Après avoir noté l’injustice qui « maintient dans une sorte de pénombre un écrivain de si loin supérieur à ceux qui font du bruit dans les lettres », Jaccottet précise ainsi la spécificité de l’écriture de Thomas : « (…) il reste “quelque chose” de secret, “quelque chose” d’inapparent qui justifie une ombre de confiance encore à l’extrême limite du désespoir et du silence, quelque chose que les paroles doivent non pas cerner, encore moins proclamer, mais laisser “transparaître” dans une sorte d’insignifiance attentive – loin de toute “voie royale” ».

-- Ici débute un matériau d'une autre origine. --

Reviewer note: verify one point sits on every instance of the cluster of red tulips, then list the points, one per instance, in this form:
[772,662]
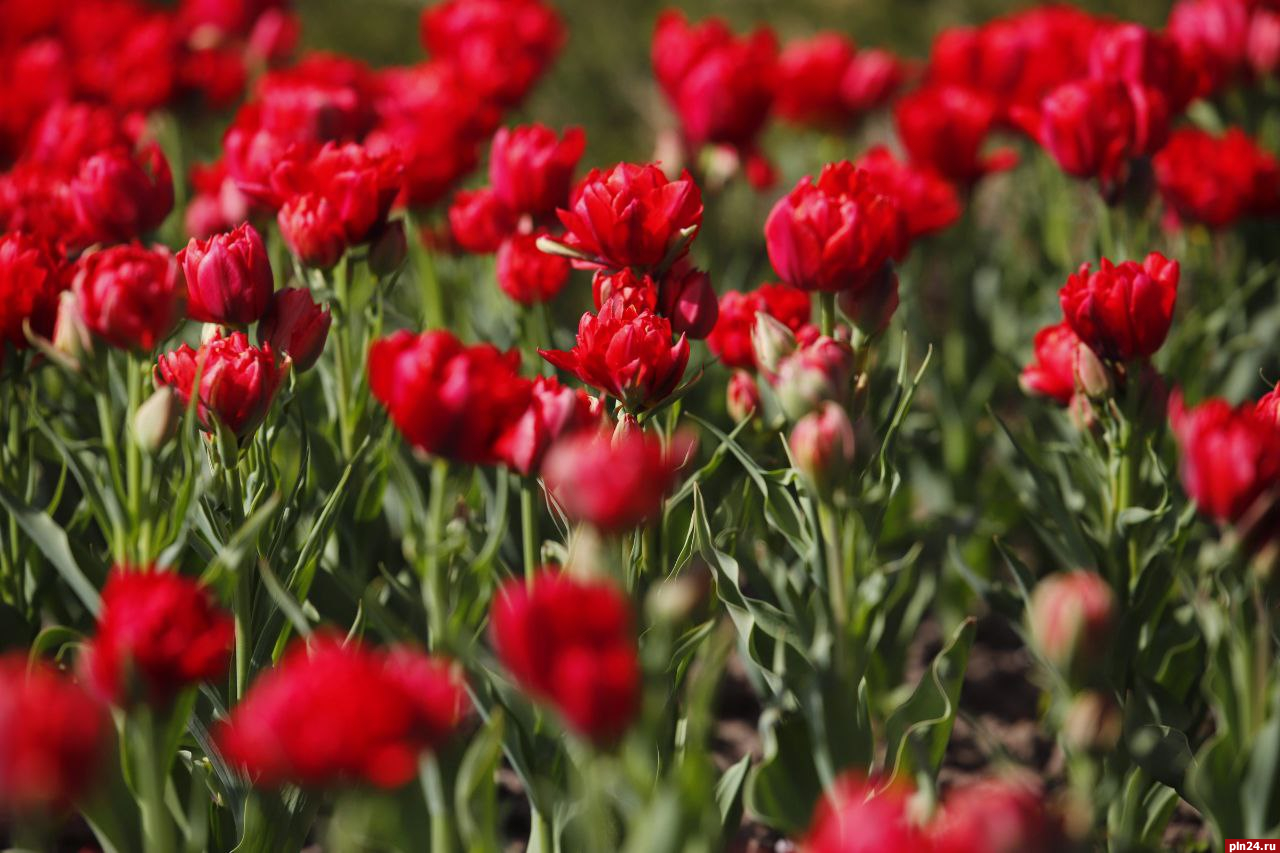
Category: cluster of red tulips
[324,524]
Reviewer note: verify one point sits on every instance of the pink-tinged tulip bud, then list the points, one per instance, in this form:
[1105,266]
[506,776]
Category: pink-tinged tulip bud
[155,424]
[744,396]
[237,382]
[531,169]
[616,483]
[119,196]
[1121,311]
[571,643]
[813,374]
[295,325]
[872,309]
[54,738]
[822,447]
[312,228]
[128,295]
[228,277]
[526,273]
[688,299]
[835,233]
[627,354]
[772,341]
[1072,619]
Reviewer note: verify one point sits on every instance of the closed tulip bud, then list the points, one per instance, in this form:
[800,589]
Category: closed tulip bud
[744,396]
[822,447]
[156,420]
[229,277]
[296,325]
[1072,619]
[688,299]
[772,341]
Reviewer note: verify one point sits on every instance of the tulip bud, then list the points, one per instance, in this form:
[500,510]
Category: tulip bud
[744,396]
[689,301]
[772,341]
[872,308]
[819,372]
[822,447]
[1072,619]
[156,420]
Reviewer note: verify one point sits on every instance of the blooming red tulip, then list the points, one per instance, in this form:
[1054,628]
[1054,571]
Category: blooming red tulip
[1217,179]
[119,196]
[229,277]
[295,325]
[53,739]
[613,483]
[855,817]
[1121,311]
[531,169]
[731,338]
[626,352]
[1072,617]
[237,381]
[158,634]
[334,714]
[128,295]
[571,643]
[448,400]
[835,233]
[30,288]
[632,215]
[526,273]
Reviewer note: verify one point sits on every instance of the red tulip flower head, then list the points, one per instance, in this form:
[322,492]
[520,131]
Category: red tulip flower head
[571,643]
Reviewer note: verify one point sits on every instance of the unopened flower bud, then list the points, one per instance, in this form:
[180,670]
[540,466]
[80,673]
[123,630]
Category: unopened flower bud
[822,447]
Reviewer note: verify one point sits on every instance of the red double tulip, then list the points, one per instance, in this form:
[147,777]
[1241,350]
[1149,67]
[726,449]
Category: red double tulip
[30,288]
[632,215]
[571,643]
[448,400]
[531,168]
[1121,311]
[119,196]
[128,295]
[237,381]
[53,739]
[835,233]
[295,325]
[627,354]
[228,276]
[158,634]
[341,714]
[613,483]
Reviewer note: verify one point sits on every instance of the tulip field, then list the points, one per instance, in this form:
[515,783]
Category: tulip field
[658,427]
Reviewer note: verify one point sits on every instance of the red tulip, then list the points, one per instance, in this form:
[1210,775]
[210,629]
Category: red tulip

Et c’est bien ce que l’on ressent à lire Henri Thomas : il ne s’agit jamais de briller, de conquérir, il se défie des prouesses de l’image et de toute emphase, il admire que, chez Follain, « le langage ne cesse de se dépouiller de ce qui est rhétorique et leçon » ; « je me suis fait honte, écrit-il, de ma légèreté à accueillir images et idées, j’aime mieux me fier aux mots ingrats comme des cailloux. »

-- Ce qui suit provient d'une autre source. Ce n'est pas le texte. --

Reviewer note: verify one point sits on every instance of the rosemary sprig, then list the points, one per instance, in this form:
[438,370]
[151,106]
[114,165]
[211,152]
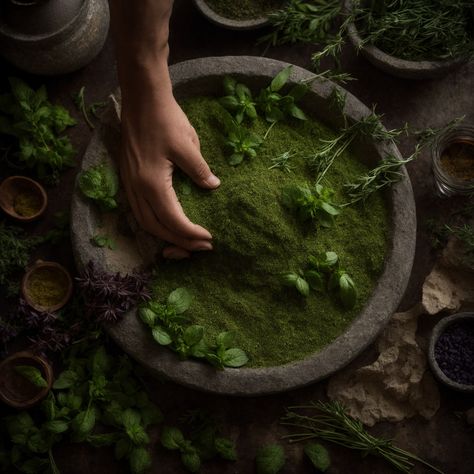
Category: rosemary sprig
[333,424]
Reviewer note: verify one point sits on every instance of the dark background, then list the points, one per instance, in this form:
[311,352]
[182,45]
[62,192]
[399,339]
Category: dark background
[251,422]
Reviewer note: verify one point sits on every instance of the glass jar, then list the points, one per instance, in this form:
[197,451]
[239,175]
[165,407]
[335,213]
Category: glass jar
[453,161]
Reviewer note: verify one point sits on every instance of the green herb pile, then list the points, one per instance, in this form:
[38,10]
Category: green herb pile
[238,286]
[37,126]
[96,399]
[418,30]
[244,9]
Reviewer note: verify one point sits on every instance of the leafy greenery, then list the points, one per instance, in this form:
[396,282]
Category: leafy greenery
[318,455]
[238,100]
[310,203]
[100,183]
[332,423]
[32,374]
[270,459]
[37,125]
[276,106]
[169,327]
[323,273]
[418,29]
[16,250]
[104,241]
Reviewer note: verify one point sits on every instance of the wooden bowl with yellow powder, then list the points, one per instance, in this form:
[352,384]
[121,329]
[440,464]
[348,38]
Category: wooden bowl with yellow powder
[23,198]
[46,286]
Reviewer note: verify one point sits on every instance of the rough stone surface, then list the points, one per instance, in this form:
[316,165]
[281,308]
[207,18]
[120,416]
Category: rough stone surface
[396,386]
[203,76]
[450,285]
[396,66]
[65,50]
[229,23]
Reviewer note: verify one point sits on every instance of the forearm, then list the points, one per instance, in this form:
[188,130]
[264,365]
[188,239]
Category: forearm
[140,29]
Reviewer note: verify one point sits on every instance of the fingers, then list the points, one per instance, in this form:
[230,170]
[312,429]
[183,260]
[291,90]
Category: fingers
[194,165]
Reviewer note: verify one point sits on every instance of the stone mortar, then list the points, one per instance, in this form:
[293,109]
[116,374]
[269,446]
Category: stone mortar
[396,66]
[229,23]
[204,77]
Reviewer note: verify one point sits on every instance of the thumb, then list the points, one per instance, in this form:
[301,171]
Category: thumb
[195,166]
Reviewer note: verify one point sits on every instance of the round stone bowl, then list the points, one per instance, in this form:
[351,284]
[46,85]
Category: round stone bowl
[438,330]
[231,24]
[204,77]
[396,66]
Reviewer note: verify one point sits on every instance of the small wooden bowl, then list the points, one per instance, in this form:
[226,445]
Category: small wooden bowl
[11,190]
[47,267]
[15,390]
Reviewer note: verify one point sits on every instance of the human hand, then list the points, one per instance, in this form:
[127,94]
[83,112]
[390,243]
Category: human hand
[156,137]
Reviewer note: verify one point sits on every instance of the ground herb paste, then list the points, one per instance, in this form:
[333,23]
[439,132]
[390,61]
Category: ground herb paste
[237,287]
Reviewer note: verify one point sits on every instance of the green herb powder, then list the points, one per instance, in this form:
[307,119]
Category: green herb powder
[244,9]
[237,286]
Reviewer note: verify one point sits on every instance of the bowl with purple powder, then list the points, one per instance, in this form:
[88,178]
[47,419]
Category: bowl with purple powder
[451,351]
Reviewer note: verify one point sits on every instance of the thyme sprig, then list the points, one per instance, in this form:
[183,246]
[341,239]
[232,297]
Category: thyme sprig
[333,424]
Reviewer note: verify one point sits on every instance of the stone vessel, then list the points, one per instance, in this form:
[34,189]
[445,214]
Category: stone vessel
[50,37]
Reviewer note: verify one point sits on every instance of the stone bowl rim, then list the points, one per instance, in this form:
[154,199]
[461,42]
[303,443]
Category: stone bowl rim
[436,332]
[396,66]
[229,23]
[363,330]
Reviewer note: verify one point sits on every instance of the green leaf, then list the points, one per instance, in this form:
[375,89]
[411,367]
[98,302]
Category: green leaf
[180,299]
[318,455]
[302,286]
[140,460]
[172,438]
[56,426]
[83,423]
[226,448]
[191,460]
[270,459]
[234,357]
[32,374]
[161,336]
[280,79]
[147,316]
[193,334]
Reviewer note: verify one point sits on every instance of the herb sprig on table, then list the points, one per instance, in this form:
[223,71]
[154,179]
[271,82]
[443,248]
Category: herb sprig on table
[170,327]
[331,423]
[38,126]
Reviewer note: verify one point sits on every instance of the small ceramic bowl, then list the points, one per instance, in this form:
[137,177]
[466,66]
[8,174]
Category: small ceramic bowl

Non, il ne s’agit pas de briller, mais d’entrer librement dans un travail où l’on est seul avec les mots : « quand j’écris, je ne parle à personne, même pas à moi. Je n’ai aucune idée quand j’écris. C’est après. Car si on n’est pas libre, on n’écrit pas. »
C’est ainsi sans doute, par ce travail conquis sur le silence, que la poésie peut « sauver ». Et vaincre la solitude, fonder enfin une confiance, une amitié : « Vous devez sentir, écrit Thomas à Lubin, que vous n’êtes pas seul et que les poèmes sont des flèches parties dans l’invisible vers quelqu’un. »
Il y a chez Thomas, vraiment, la hauteur et l’exigence d’une éthique avec laquelle il ne transige pas, qu’il s’agisse d’écriture ou de vie sociale. Voyez cette remarque d’une autre lettre à Lubin à propos de Paulhan à qui par ailleurs Thomas doit tant, et qu’il admire. Mais quand même, lisez ce détail : « Je vois Paulhan briguer l’Académie, ça me fait froid. »
Dans le même ordre d’idées, il y a ce si beau récit, et que je trouve très émouvant, d’une visite à Gide en compagnie d’Artaud, en 1946.
C’est en 40 que Thomas rencontre Artaud à Rodez. Cinq ans plus tard, il écrit à Armen Lubin : « Je tiens Artaud pour quelqu’un de grand ».
Un an après, donc, Artaud est à Paris. Tous deux se retrouvent dans un café. La scène est racontée dans Gide, Mallarmé, Artaud, un article paru d’abord dans Le Monde en 1969 et que la revue reprend sous ce titre [2]. Thomas propose à Artaud d’aller voir Gide, lequel, appelé au téléphone, répond immédiatement :« Venez ! » :
Artaud portait le costume qu’on iui avait octroyé à l’asile de Rodez pour son départ ; le manteau surtout était pitoyable, noir et reprisé de fil blanc. Mais lui, qui était sombre et taciturne dans Ia rue, s’est animé d’une joie surprenante, en présence de Gide. Ce n’était plus le revenant de l’asile, mais un voyageur remonté des enfers avec un formidable trophée. A la fin il a dit un très singulier poème, d’une voix éclatante. Gide était bouleversé, il pleurait. « Mon petit Artaud, dit-il, mon petit Artaud, toutes ces épreuves t’auront enrichi... »
A voir l’état dans lequel se trouvait l’homme de Rodez et du Mexique, le mot peut sembler mal choisi. Mais l’important pour Artaud, l’essentiel, c’était bien l’émotion de Gide, ces larmes, cette accolade avant de le quitter. Dans l’ascenseur, en descendant, Artaud murmurait : « Ça ne commence pas trop mal. »
Qui d’autre parmi les grands bourgeois des lettres alors illustres, aurait ainsi accueilli Artaud patibulaire ? Artaud le Momo ? Et je ne vois pas là l’effet de quelque émotion charitable.